Attention, Girls: Being Aggressive Doesn’t Make You BossyDresden Shumaker
I only played team sports once in my life. Oh yes, in the summer before third grade, my calling to play soccer was pretty huge. My mother took me to the local YMCA to inquire about signing up, and we discovered that there were no girl soccer teams. One of the perks of having a non-traditional first name is that I was able to simply sign up for soccer, which was very much “boys soccer” and not have anyone realize it until I showed up.
The soccer coach was elated to discover I was a girl. She welcomed me enthusiastically, and I was excited about being part of the team. The boys on the team were not so thrilled. Oh, no — not at all.
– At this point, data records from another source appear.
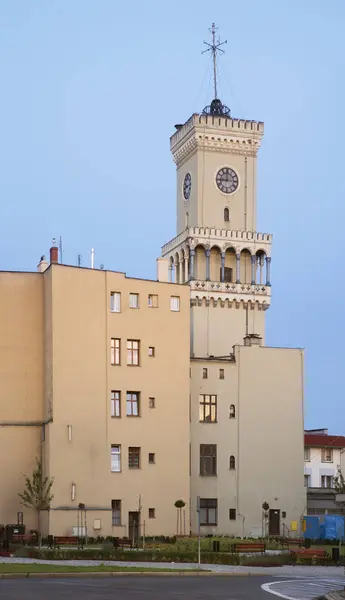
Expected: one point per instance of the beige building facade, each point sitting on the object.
(139, 393)
(246, 398)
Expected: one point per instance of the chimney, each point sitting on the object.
(252, 339)
(54, 254)
(42, 265)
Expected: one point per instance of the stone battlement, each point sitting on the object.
(227, 125)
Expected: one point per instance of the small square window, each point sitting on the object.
(115, 302)
(175, 303)
(133, 300)
(153, 301)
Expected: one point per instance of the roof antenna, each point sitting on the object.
(216, 107)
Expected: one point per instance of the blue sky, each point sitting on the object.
(90, 93)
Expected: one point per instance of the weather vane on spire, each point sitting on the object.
(214, 48)
(216, 107)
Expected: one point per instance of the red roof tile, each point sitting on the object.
(318, 441)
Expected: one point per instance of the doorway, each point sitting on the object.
(274, 522)
(134, 527)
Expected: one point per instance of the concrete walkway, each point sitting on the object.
(285, 571)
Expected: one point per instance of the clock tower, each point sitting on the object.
(218, 251)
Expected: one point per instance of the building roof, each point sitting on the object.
(322, 440)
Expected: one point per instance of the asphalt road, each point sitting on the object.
(136, 588)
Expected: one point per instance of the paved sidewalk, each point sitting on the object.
(286, 571)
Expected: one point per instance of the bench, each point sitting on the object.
(27, 538)
(249, 547)
(310, 552)
(294, 542)
(122, 543)
(60, 540)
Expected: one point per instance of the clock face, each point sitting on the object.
(187, 186)
(227, 180)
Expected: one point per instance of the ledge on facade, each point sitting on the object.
(228, 358)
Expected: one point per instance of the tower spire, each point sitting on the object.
(216, 107)
(214, 48)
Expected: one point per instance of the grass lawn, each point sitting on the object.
(35, 568)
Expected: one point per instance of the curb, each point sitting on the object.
(133, 574)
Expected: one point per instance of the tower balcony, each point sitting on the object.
(222, 264)
(231, 292)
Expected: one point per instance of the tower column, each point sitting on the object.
(222, 266)
(262, 262)
(186, 277)
(253, 259)
(208, 254)
(181, 270)
(238, 256)
(191, 264)
(268, 270)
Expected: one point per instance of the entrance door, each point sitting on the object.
(274, 522)
(134, 527)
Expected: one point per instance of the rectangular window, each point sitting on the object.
(207, 408)
(327, 455)
(208, 511)
(133, 457)
(116, 512)
(153, 301)
(132, 404)
(116, 403)
(115, 459)
(208, 460)
(133, 352)
(115, 351)
(133, 300)
(232, 514)
(115, 302)
(175, 303)
(326, 481)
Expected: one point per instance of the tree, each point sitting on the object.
(37, 494)
(339, 482)
(179, 504)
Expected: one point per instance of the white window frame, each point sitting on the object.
(152, 300)
(133, 300)
(115, 453)
(115, 403)
(115, 302)
(115, 351)
(175, 303)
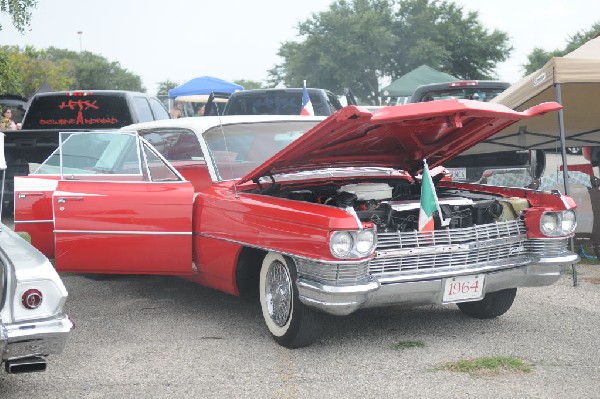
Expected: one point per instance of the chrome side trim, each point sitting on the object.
(332, 262)
(32, 221)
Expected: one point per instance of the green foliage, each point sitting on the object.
(9, 78)
(249, 84)
(27, 69)
(538, 57)
(488, 365)
(165, 86)
(440, 34)
(19, 11)
(344, 47)
(356, 43)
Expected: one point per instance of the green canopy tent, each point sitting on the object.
(405, 85)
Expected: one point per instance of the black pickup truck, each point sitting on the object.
(68, 111)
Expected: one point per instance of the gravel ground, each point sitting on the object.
(163, 337)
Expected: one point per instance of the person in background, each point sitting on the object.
(7, 123)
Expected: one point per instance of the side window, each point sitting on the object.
(91, 153)
(157, 169)
(143, 109)
(158, 109)
(174, 144)
(333, 103)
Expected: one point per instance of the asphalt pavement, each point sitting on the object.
(165, 337)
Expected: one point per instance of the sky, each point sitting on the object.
(179, 40)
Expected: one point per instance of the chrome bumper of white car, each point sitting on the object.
(428, 288)
(34, 338)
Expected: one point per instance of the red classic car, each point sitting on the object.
(316, 215)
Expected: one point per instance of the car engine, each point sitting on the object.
(395, 207)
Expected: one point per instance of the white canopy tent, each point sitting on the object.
(573, 81)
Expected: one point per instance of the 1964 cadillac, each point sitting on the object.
(316, 215)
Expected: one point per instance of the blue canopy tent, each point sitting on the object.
(204, 85)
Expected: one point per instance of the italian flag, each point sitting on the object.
(429, 201)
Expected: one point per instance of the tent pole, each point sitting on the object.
(563, 148)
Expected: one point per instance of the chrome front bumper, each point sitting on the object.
(420, 290)
(34, 338)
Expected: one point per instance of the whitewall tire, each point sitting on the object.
(289, 321)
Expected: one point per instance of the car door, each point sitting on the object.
(123, 209)
(33, 210)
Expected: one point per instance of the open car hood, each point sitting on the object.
(397, 137)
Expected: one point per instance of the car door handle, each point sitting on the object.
(24, 195)
(62, 200)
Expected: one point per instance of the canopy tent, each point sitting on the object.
(573, 81)
(204, 85)
(407, 83)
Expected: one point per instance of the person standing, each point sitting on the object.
(7, 122)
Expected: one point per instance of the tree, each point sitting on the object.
(440, 34)
(9, 78)
(63, 70)
(538, 56)
(19, 11)
(249, 84)
(343, 47)
(356, 43)
(165, 86)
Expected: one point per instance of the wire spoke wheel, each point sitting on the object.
(279, 293)
(291, 323)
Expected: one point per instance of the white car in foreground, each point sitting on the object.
(32, 297)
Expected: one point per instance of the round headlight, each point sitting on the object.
(365, 241)
(341, 244)
(568, 222)
(549, 223)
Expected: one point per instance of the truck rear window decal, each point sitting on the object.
(93, 111)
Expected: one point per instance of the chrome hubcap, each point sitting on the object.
(278, 287)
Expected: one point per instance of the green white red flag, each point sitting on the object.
(429, 201)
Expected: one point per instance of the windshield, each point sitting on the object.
(238, 149)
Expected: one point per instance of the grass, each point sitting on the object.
(488, 365)
(408, 345)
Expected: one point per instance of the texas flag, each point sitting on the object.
(306, 104)
(429, 202)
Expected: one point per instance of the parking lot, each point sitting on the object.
(164, 337)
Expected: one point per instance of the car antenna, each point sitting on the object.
(226, 147)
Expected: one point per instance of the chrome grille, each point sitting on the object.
(340, 274)
(402, 253)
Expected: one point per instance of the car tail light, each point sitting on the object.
(463, 83)
(32, 298)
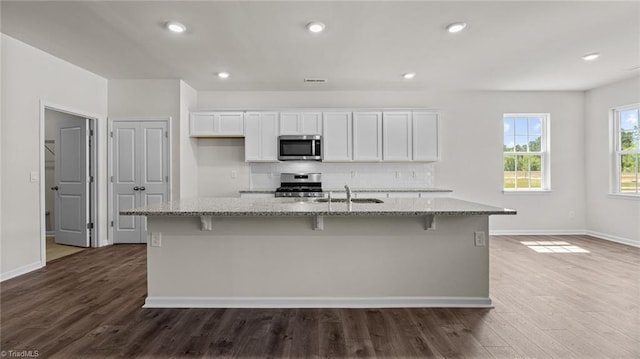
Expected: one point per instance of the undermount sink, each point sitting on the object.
(353, 200)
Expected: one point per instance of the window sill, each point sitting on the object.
(632, 197)
(527, 192)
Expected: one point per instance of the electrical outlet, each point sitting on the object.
(480, 239)
(156, 239)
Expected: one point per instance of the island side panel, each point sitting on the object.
(261, 258)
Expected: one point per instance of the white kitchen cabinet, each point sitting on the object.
(261, 137)
(216, 124)
(367, 136)
(300, 123)
(426, 146)
(396, 136)
(337, 137)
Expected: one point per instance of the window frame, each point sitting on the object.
(616, 152)
(544, 153)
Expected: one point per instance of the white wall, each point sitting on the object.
(30, 76)
(472, 133)
(149, 99)
(188, 145)
(608, 216)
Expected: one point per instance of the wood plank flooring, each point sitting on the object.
(57, 251)
(547, 305)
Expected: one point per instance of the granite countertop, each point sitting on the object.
(356, 189)
(255, 207)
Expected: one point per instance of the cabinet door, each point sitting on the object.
(367, 136)
(425, 136)
(252, 137)
(269, 136)
(290, 123)
(261, 136)
(337, 139)
(396, 136)
(311, 123)
(229, 124)
(202, 124)
(300, 123)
During practice I was painfully aware of how the boys avoided playing with me. The coach would call out for them to kick the ball to me and nothing would happen. I would scream out, “I’m open! Here! Kick the ball to me!” The boys on the team shut me out and told the coach I was a bossy girl.
On the weekends when we had games, I tried to play just as aggressively as the boys, but that was not cool. Not on my team. “Stop bossing us around!” That is what was snapped at me during games when I pleaded to be included in plays.
I honestly didn’t understand what the problem was. I was playing just like the boys in skill and attitude, but for whatever reason my behavior was less than. I started to get teased and mocked. It happened so much that other teams would pick up on it during games and chime in. Kids I didn’t even know would tell me to shut up.
All because I was asking to play. Begging to play. When I played well — and since I only had a tiny window of sports achievement, allow me to admit that I did play pretty well — it was not celebrated.
My coach tried to help me. Her aim was to get me to be more aggressive, to play like “one of the boys,” but every step toward that backfired. The boys didn’t want a girl on their team, and they certainly didn’t want a girl who played hard. They didn’t want a girl they had labeled as bossy.
Being bossy is defined as someone who orders people around, is overly authoritative; domineering.
I thought I was being aggressive — that’s what I was coached to be. “Get in there!” “Get the ball!” “If you see an opportunity to advance — TAKE IT!”
Being aggressive is defined as someone who makes an “all-out effort to win or succeed; competitive.” Aggressive people are “vigorously energetic” and “boldly assertive and forward.”
In sports, athletes are encouraged to be aggressive. Remember that popular cheer: “Be Aggressive“? That’s not a cheer to be bossy.
After a handful of games, my enthusiasm for soccer completely left. I started to feel ill before practice, and going to a game felt like torture. Probably because it was torture. Looking back, I can see how my being assertive with the team caused me to be ostracized. I do wonder if I was a boy if that same assertive behavior would have made any waves.
When I look at the photos I have from the games, what hits me is not just that I am the only girl on the team, but also that I was the tallest player on the team. Two strikes in the “different” box. I think some of the kids on the team thought I was making a mockery of the sport by joining, and they took it as a personal attack. On more than one occasion I was asked, “Why are you even here?”
I was a strong girl. I was an athletic girl who was ready to be coached. I was excited to be a part of a team. Being labeled a bossy girl took the wind out of my sails. It made me question my enthusiasm. It made me feel like a freak. At the end of the season I was done with soccer. Sadly, I was also done with sports.
Of course, I have been called bossy many times since I was a kid. I am now aware of how my height can contribute to how people hear me. Tall women, I am told, are bossy before they even open their mouths. I wish that I had known more tall women when I was growing up or had friends who were tall girls.
The evolution of my love affair with my height has been a quirky one. I was bold and proud when I was very young. Then when I outgrew the boys, I was made fun off. I started to recognize that kids backed up when I had an opinion. Are opinionated tall girls bossy? Not any more than smaller opinionated girls, but you put two opinionated girls next to each other, and I know from experience that the tall girl will be told to be quiet first.
It wasn’t until I found the world of theater that I started to really own my height and own my ability to have opinions. I performed in my first play when I was in the 5th grade. I was cast as the Nurse in a kid’s musical production of Romeo and Juliet. I was over the moon when I found out I got the part, but the transformation happened the first week of rehearsals when I got stuck understanding a scene. I remember I asked the director what my lines meant, and he replied, “What do you think she means?” I blinked back at him, aware that he was asking for my opinion. I began with, “I think…” and he cut me off. “You get to decide!”
I was really lucky to have someone guide me to the realization that it is okay to have opinions. Not only is it okay, but encouraged. I know my soccer coach did what she was able to do at the time, but I wish she had pushed me harder to stay and play. When I hear someone remark about a kid being bossy today, I ask, “What do you mean by that?” Bossy doesn’t mean what people think it means. If your kid is being disrespectful, call it that. But if your kid is being aggressive on the playing field or opinionated about a project, call it aggressive and opinionated. Being aggressive and having opinions should be celebrated. Being “bossy” should be banned.